I had planned on combining this and my Montana hunt into one thread, but it got pretty stretched out and I didn't want to cut this story short. My goal every deer season is to try and kill a mature buck off our lease in the mountains of Cumberland Co. It 's a 6,000-acre lease of clear-cuts, high wall bluffs, steep hillsides and ivy slicks. There isn't a lot of deer up there, but when you do see a buck most of the time he's a dandy. It's a special place to me always has been and always will be! More times than not you get humbled up there but I enjoy the challenge, and I am most proud of those bucks!
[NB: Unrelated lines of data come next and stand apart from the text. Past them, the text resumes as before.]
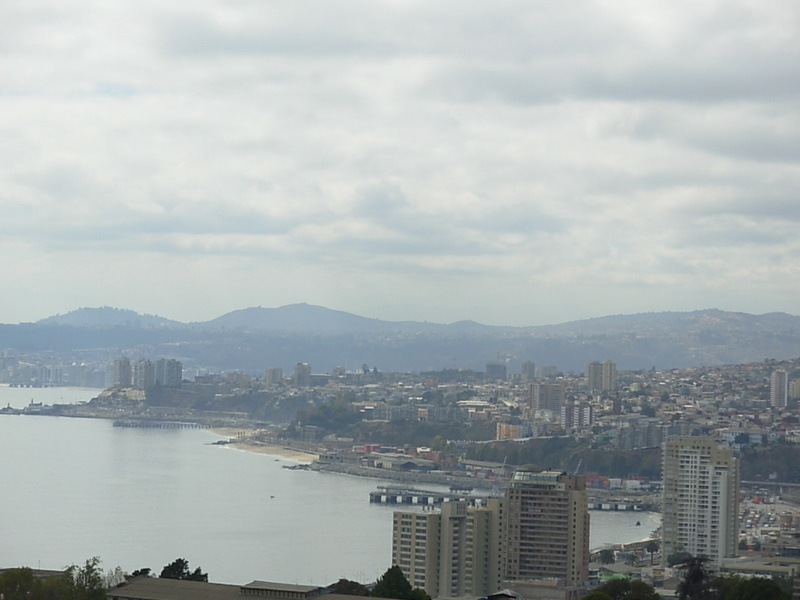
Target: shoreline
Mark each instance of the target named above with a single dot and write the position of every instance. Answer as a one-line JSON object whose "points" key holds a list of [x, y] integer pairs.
{"points": [[239, 440]]}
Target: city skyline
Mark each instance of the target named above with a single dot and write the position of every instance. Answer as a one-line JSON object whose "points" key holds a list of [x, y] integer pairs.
{"points": [[513, 164]]}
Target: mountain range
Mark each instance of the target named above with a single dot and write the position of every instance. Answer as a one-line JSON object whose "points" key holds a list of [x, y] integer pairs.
{"points": [[253, 338]]}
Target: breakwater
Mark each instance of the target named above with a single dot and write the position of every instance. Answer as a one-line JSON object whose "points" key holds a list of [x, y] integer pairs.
{"points": [[415, 477]]}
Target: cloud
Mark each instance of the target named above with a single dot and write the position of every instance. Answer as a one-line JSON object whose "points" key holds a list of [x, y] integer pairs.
{"points": [[599, 157]]}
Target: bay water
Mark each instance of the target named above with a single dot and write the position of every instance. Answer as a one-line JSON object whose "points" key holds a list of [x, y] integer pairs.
{"points": [[71, 489]]}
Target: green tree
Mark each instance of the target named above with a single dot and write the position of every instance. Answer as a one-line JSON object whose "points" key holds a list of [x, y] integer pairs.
{"points": [[625, 589], [607, 557], [697, 582], [393, 584], [179, 569], [596, 595], [87, 582], [349, 588], [734, 587], [19, 584]]}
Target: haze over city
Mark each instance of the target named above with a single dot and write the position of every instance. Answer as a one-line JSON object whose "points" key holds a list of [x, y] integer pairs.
{"points": [[515, 163]]}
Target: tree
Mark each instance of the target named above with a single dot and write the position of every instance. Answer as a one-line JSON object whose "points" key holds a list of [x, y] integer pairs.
{"points": [[696, 583], [596, 595], [87, 582], [624, 589], [393, 584], [19, 584], [349, 588], [607, 556], [179, 569], [734, 587], [114, 577]]}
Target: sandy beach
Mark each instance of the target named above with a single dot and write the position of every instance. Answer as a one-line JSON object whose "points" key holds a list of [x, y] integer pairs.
{"points": [[247, 444]]}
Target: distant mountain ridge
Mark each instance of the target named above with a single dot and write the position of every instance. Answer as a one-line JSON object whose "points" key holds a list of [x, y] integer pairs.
{"points": [[107, 316], [310, 318], [253, 338]]}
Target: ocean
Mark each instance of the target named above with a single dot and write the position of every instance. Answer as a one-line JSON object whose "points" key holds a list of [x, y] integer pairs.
{"points": [[71, 489]]}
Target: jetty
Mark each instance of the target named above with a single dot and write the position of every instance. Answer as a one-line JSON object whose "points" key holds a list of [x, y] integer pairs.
{"points": [[156, 424], [387, 494], [622, 505]]}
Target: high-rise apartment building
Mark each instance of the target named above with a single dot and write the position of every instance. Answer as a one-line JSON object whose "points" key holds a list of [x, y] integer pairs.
{"points": [[547, 395], [302, 375], [779, 388], [602, 376], [274, 376], [122, 373], [453, 551], [144, 374], [577, 416], [168, 372], [547, 528], [701, 498], [528, 371]]}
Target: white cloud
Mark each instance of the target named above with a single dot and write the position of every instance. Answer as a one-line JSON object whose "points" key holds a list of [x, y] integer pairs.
{"points": [[514, 163]]}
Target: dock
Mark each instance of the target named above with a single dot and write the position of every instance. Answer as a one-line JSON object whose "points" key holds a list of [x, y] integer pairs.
{"points": [[404, 495], [156, 424]]}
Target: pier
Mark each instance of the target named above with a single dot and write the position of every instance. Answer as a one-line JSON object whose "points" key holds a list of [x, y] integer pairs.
{"points": [[154, 424], [403, 495], [621, 505]]}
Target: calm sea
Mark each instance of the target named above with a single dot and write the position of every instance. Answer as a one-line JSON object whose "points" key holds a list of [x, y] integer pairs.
{"points": [[71, 489]]}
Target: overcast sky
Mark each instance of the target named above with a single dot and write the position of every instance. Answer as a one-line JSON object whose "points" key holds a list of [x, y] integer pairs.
{"points": [[515, 163]]}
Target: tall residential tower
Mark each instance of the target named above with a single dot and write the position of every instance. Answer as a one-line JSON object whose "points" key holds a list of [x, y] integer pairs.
{"points": [[547, 528], [701, 498]]}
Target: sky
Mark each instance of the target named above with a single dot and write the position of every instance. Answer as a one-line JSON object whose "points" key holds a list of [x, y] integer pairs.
{"points": [[514, 163]]}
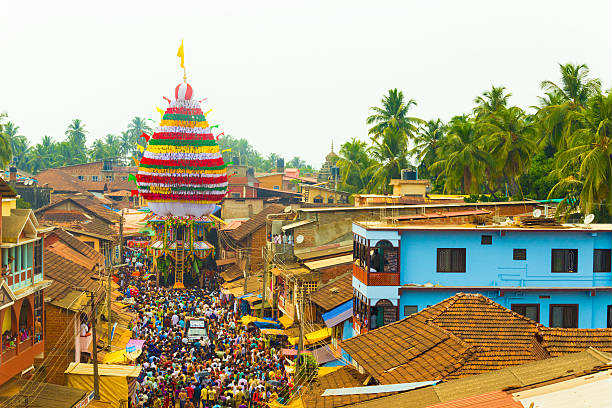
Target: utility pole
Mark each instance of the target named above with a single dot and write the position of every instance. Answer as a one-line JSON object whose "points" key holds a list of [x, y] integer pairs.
{"points": [[108, 305], [264, 254], [94, 348], [301, 316], [121, 238]]}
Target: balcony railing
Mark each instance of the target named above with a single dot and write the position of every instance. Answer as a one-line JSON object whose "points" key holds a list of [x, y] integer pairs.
{"points": [[375, 278]]}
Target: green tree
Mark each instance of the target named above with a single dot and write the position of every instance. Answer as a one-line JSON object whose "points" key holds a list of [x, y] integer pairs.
{"points": [[427, 144], [561, 100], [389, 154], [5, 145], [19, 144], [393, 113], [490, 101], [585, 167], [41, 156], [353, 164], [462, 162], [508, 138], [75, 138]]}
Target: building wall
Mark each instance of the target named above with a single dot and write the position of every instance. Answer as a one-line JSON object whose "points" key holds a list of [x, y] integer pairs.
{"points": [[239, 208], [26, 352], [57, 321], [272, 181], [492, 265], [334, 226], [592, 308], [329, 273]]}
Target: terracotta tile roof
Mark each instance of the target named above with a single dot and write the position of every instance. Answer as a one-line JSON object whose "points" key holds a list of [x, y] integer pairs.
{"points": [[453, 393], [255, 222], [334, 293], [559, 341], [76, 244], [344, 377], [463, 335], [60, 180], [67, 275]]}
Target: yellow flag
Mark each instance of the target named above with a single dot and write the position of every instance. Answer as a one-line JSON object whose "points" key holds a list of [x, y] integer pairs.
{"points": [[181, 55]]}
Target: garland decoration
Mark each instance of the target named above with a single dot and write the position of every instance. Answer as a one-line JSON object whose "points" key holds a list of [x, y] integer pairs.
{"points": [[182, 172]]}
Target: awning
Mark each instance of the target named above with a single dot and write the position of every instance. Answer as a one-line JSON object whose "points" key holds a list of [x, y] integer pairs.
{"points": [[324, 354], [338, 314], [286, 321], [297, 224], [313, 337]]}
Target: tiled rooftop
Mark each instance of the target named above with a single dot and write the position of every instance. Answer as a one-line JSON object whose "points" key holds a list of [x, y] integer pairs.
{"points": [[334, 292]]}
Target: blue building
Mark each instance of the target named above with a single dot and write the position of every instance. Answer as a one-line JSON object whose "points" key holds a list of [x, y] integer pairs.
{"points": [[557, 275]]}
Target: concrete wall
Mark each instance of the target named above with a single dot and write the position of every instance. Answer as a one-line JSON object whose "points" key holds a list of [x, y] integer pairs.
{"points": [[492, 265], [239, 208], [336, 225], [56, 322], [592, 309]]}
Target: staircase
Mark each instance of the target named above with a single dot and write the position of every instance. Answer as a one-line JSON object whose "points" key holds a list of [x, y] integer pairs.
{"points": [[179, 265]]}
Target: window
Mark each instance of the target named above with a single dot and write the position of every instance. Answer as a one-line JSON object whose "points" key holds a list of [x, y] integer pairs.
{"points": [[601, 260], [564, 316], [408, 310], [519, 254], [451, 260], [531, 311], [564, 260]]}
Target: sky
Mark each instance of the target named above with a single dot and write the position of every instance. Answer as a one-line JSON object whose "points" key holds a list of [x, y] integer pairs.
{"points": [[289, 76]]}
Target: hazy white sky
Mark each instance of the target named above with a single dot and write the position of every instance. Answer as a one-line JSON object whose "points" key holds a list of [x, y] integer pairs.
{"points": [[290, 76]]}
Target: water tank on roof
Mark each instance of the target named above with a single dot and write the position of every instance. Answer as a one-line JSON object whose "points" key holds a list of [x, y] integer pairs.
{"points": [[409, 174]]}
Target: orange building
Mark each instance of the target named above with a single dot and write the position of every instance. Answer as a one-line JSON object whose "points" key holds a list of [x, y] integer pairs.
{"points": [[22, 286]]}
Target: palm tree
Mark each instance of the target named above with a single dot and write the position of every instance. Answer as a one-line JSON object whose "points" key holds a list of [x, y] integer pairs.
{"points": [[585, 167], [18, 143], [393, 113], [41, 156], [353, 164], [568, 96], [508, 137], [462, 162], [427, 143], [491, 101], [5, 146], [389, 154], [76, 138]]}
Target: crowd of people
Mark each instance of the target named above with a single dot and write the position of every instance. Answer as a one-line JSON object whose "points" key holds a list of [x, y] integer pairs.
{"points": [[235, 367]]}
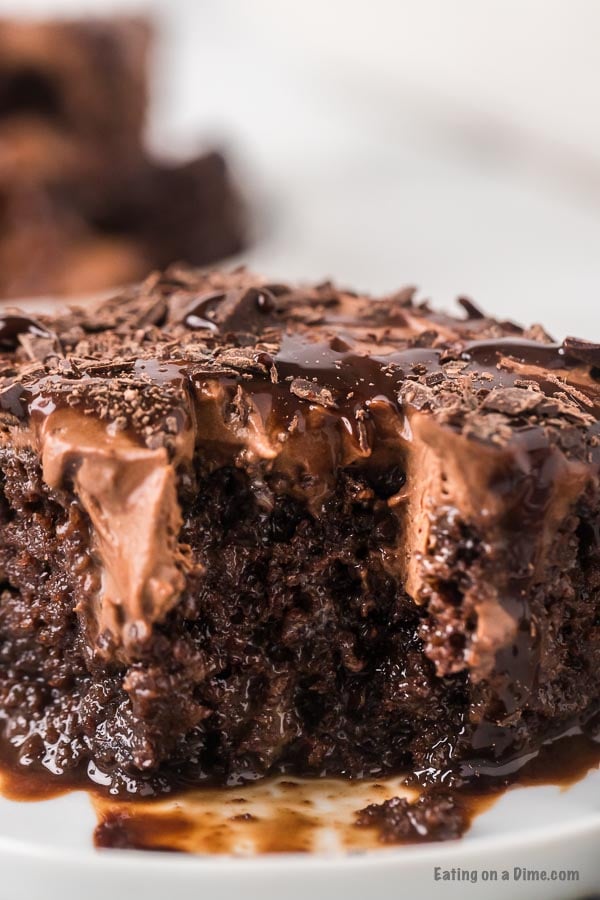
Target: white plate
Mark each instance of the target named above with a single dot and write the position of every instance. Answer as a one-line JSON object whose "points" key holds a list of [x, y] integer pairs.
{"points": [[46, 852]]}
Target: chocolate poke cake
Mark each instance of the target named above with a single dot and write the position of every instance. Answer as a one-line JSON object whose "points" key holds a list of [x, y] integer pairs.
{"points": [[249, 527], [84, 205]]}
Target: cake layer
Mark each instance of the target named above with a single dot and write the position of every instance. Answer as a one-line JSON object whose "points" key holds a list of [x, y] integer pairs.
{"points": [[248, 526]]}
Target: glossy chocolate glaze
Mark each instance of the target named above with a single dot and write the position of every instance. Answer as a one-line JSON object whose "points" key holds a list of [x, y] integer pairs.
{"points": [[295, 385]]}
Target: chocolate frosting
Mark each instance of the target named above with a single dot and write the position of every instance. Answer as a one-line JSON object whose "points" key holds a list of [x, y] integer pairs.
{"points": [[292, 384]]}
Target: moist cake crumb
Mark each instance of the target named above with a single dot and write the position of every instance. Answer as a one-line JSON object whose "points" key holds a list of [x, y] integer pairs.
{"points": [[250, 528]]}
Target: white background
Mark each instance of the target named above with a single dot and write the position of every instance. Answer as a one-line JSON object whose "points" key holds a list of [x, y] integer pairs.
{"points": [[452, 144]]}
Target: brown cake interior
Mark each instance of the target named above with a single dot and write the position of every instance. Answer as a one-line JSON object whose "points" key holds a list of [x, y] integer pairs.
{"points": [[248, 527]]}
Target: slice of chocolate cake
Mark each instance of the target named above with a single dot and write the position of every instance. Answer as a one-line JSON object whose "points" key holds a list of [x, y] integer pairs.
{"points": [[249, 527]]}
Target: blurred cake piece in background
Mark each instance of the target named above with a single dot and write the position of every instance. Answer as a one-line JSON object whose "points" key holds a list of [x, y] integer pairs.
{"points": [[83, 205]]}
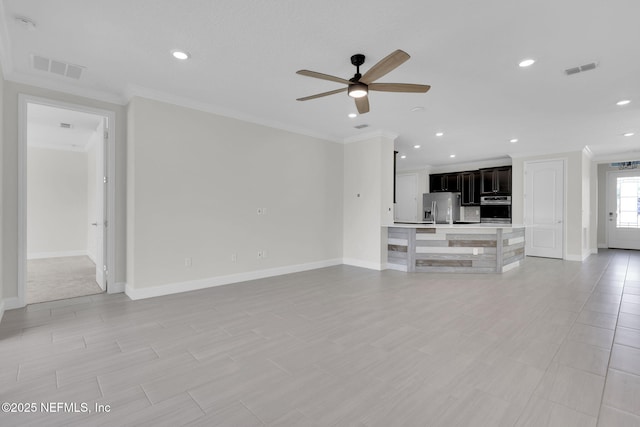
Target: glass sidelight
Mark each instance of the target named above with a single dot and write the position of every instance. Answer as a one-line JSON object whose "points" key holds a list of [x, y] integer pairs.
{"points": [[628, 202]]}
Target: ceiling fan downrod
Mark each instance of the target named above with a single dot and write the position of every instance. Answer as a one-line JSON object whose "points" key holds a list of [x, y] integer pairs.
{"points": [[357, 60]]}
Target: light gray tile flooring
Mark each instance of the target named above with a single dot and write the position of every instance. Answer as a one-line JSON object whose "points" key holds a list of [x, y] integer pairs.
{"points": [[50, 279], [551, 343]]}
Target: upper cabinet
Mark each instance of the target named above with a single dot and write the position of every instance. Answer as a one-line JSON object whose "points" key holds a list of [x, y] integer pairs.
{"points": [[470, 188], [444, 182], [495, 180]]}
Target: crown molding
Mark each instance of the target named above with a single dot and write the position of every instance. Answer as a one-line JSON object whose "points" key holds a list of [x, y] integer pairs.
{"points": [[45, 83], [144, 92], [371, 135]]}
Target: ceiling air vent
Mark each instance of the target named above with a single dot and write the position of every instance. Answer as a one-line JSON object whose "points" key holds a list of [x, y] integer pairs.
{"points": [[56, 67], [581, 68]]}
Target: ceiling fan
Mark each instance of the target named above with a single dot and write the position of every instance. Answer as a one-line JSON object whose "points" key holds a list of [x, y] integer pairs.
{"points": [[359, 85]]}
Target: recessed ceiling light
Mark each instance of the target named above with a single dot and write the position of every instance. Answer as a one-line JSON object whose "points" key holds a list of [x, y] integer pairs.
{"points": [[26, 22], [180, 54], [526, 62]]}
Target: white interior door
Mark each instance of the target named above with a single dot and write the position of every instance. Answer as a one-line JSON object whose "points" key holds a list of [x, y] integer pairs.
{"points": [[406, 197], [623, 209], [544, 208]]}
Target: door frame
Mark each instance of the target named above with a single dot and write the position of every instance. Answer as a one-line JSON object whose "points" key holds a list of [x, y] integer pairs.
{"points": [[418, 209], [110, 211], [609, 196], [565, 180]]}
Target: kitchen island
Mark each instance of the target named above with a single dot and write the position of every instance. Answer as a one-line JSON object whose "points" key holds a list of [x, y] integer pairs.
{"points": [[456, 248]]}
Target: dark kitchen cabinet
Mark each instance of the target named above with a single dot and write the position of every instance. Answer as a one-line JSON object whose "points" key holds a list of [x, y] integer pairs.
{"points": [[444, 182], [470, 188], [495, 180]]}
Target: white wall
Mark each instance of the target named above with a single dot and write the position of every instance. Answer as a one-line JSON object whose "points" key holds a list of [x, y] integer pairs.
{"points": [[368, 200], [2, 141], [195, 181], [10, 179], [56, 203], [93, 184]]}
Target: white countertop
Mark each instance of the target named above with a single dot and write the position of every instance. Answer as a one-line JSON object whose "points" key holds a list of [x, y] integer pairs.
{"points": [[483, 225]]}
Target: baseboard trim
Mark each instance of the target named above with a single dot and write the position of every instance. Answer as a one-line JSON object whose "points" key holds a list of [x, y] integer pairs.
{"points": [[579, 258], [12, 303], [42, 255], [116, 288], [194, 285], [362, 264]]}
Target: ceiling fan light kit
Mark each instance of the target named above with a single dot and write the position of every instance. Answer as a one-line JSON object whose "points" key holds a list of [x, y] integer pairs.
{"points": [[359, 85], [358, 90]]}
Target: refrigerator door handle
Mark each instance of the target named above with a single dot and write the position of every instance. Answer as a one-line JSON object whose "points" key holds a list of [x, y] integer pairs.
{"points": [[434, 209]]}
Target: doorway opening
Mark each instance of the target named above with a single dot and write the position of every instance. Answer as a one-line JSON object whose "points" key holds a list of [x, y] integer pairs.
{"points": [[64, 200], [623, 209]]}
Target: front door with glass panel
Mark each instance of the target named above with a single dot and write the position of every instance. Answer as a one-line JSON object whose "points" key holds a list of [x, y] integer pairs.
{"points": [[623, 209]]}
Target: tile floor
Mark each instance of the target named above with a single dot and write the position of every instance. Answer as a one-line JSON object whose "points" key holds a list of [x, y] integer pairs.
{"points": [[551, 343], [51, 279]]}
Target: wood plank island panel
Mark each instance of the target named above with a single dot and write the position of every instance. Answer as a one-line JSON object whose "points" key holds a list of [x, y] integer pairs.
{"points": [[455, 249]]}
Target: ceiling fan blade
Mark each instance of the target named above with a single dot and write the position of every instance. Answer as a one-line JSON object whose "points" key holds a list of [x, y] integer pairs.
{"points": [[385, 65], [320, 95], [362, 104], [322, 76], [399, 87]]}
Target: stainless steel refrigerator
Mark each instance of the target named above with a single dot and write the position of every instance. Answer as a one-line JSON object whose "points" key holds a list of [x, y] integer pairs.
{"points": [[441, 208]]}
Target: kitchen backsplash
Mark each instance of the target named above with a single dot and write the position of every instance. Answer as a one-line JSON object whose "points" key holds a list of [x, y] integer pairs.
{"points": [[470, 213]]}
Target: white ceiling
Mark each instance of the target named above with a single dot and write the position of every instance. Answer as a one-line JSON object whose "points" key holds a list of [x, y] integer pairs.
{"points": [[44, 130], [245, 54]]}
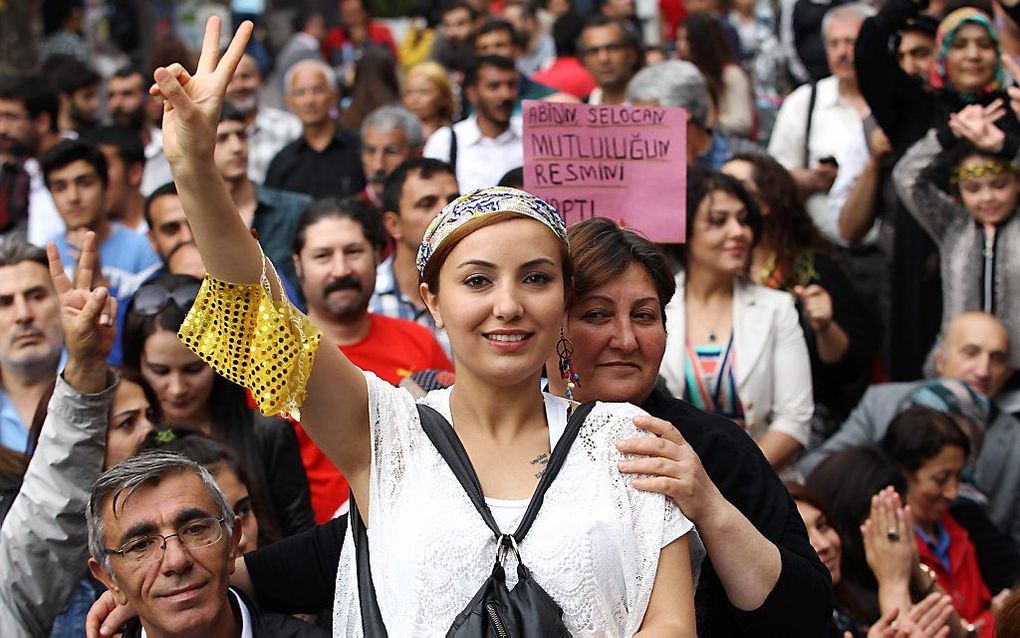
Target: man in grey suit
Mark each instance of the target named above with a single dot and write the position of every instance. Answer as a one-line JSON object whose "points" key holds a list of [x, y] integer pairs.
{"points": [[974, 350]]}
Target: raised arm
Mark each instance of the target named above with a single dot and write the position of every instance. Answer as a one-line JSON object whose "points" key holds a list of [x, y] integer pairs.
{"points": [[335, 410], [43, 540]]}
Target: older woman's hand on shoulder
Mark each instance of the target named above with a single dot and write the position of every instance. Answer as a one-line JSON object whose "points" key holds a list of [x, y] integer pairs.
{"points": [[748, 563]]}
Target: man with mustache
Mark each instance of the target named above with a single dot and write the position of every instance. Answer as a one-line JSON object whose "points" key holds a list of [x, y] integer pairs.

August 5, 2017 was the first time I knew about this deer I had two velvet pictures of him over a salt lick on a big long point. I didn't worry about him much though because of range shift and I had a big 8 that was showing up on all my cameras that I killed later that year. After that I wanted to try and find this buck, I studied on-x maps and spread some cameras out way across the mountain where I had never hunted. The last camera I hung which was the farthest from the original two pictures had one more picture of him on December 10, 2017 that was it, I still knew very little to nothing about him.
Early July I made a new salt lick where the last picture of him was, put a 32gb card in the camera and didn't go back until the first of October. Luckily he was there with another big buck basically every day until he shed his velvet and he vanished. Not another velvet picture or hard horn picture of him.
November 16, 2018 the last day of muzzleloader season. I went to my favorite stand that has always produced a good buck in years past an old clear-cut with a gap in a high wall bluff line. I don't go in there until November. This particular morning there was a heavy freezing fog along with a frost. The top of the clear-cut was snow white. Shortly after daylight a big bear come around the bluff line and disappeared into the thicket. At 8:45am everything was thawing out and dripping off the tree limbs. When I caught some movement way out in the clear-cut in a small patch that the sun had not melted the frost. I glassed it, and all I could see was a deer's back for the longest time, I knew it was a buck he looked like a world champion rabbit dog working that thicket out, but I had no idea what he was until he stopped and raised his head up about 125yds away. Panic set in and I just keep repeating over and over squeeze the trigger and I did at 85yds he collapsed!! I had no idea it was the buck I had tried to find the last two years until I walked up to him. According to on-x it was 1.2 miles from where he summered at to where I pulled the trigger on him. My dad and me spent the rest of the day getting him out of there. He is my biggest buck the good lord just put him and me at the right place and right time. 2018 will be a hard season to top and I thank god for that and pray for just as many memories, laughs, sunrises and blessings in this up coming year!!!
August 5, 2017 was the first time I knew about this deer I had two velvet pictures of him over a salt lick on a big long point. I didn't worry about him much though because of range shift and I had a big 8 that was showing up on all my cameras that I killed later that year. After that I wanted to try and find this buck, I studied on-x maps and spread some cameras out way across the mountain where I had never hunted. The last camera I hung which was the farthest from the original two pictures had one more picture of him on December 10, 2017 that was it, I still knew very little to nothing about him.
Early July I made a new salt lick where the last picture of him was, put a 32gb card in the camera and didn't go back until the first of October. Luckily he was there with another big buck basically every day until he shed his velvet and he vanished. Not another velvet picture or hard horn picture of him.
November 16, 2018 the last day of muzzleloader season. I went to my favorite stand that has always produced a good buck in years past an old clear-cut with a gap in a high wall bluff line. I don't go in there until November. This particular morning there was a heavy freezing fog along with a frost. The top of the clear-cut was snow white. Shortly after daylight a big bear come around the bluff line and disappeared into the thicket. At 8:45am everything was thawing out and dripping off the tree limbs. When I caught some movement way out in the clear-cut in a small patch that the sun had not melted the frost. I glassed it, and all I could see was a deer's back for the longest time, I knew it was a buck he looked like a world champion rabbit dog working that thicket out, but I had no idea what he was until he stopped and raised his head up about 125yds away. Panic set in and I just keep repeating over and over squeeze the trigger and I did at 85yds he collapsed!! I had no idea it was the buck I had tried to find the last two years until I walked up to him. According to on-x it was 1.2 miles from where he summered at to where I pulled the trigger on him. My dad and me spent the rest of the day getting him out of there. He is my biggest buck the good lord just put him and me at the right place and right time. 2018 will be a hard season to top and I thank god for that and pray for just as many memories, laughs, sunrises and blessings in this up coming year!!!